Officials work at a dealing room in Hana Bank, in Seoul, Wednesday. Yonhap

Korean stocks opened at a new record high Wednesday, driven by strong gains in semiconductor stocks amid renewed tensions in the Middle East in search of a peace deal.

Opening 2.42 percent higher, the benchmark Korea Composite Stock Price Index (KOSPI) spiked 372.76 points, or 4.63 percent, to 8,420.27 as of 9:15 a.m.

As stocks extended gains, a buy-side order in the KOSPI futures was suspended for five minutes at 9:06 a.m., according to the Korea Exchange.

The index closed at 8,047.51 on Tuesday, surpassing the 8,000-point threshold for the first time in history.

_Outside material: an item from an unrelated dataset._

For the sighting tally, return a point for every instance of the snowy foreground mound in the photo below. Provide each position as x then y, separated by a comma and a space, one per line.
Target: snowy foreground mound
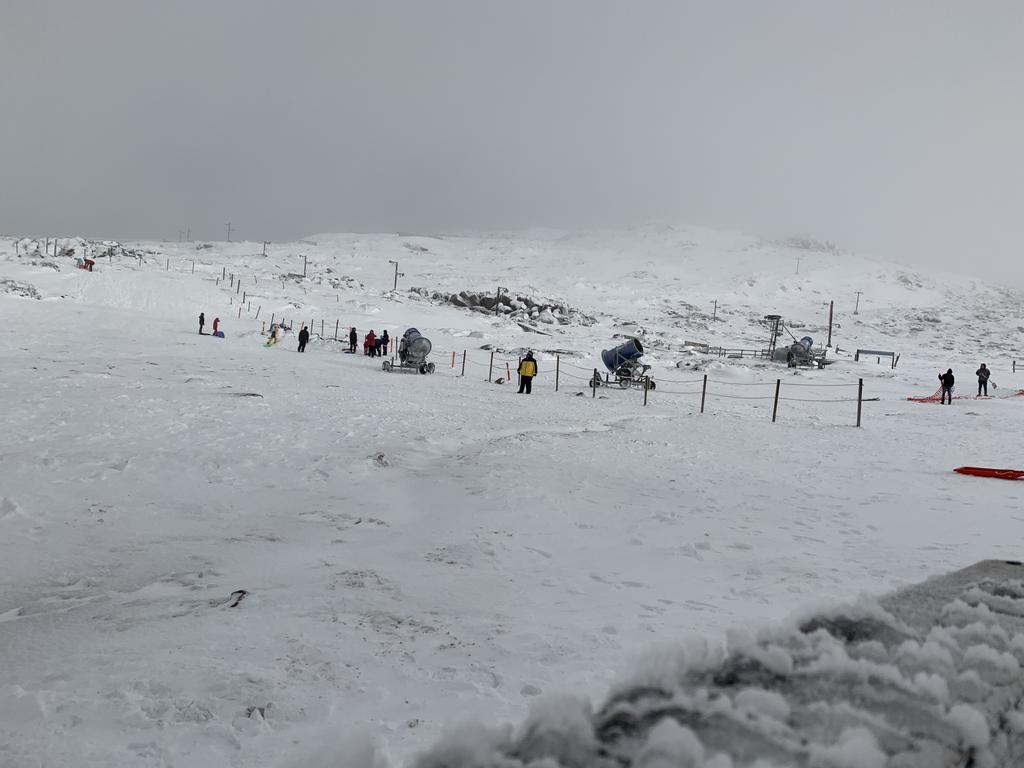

It took just three weeks for the KOSPI to climb from the 7,000 level reached on May 6 to the unprecedented 8,000 territory.

Overnight on Wall Street, the S&P 500 and Nasdaq hit record closing highs as investors scooped up AI-related shares, while recent U.S. strikes on Iran dampen prospects for peace in the Middle East.

The S&P 500 gained 0.61 percent and the Nasdaq Composite rose 1.19 percent, while chipmaker Micron surged 19 percent to hit $1 trillion in market value for the first time.

In Seoul, market bellwethers Samsung Electronics jumped 7.02 percent and SK hynix spiked 9.99 percent.

Hanmi Semiconductor, a chip manufacturing equipment company, added 1.98 percent, and AI investment firm SK Square surged 12.02 percent.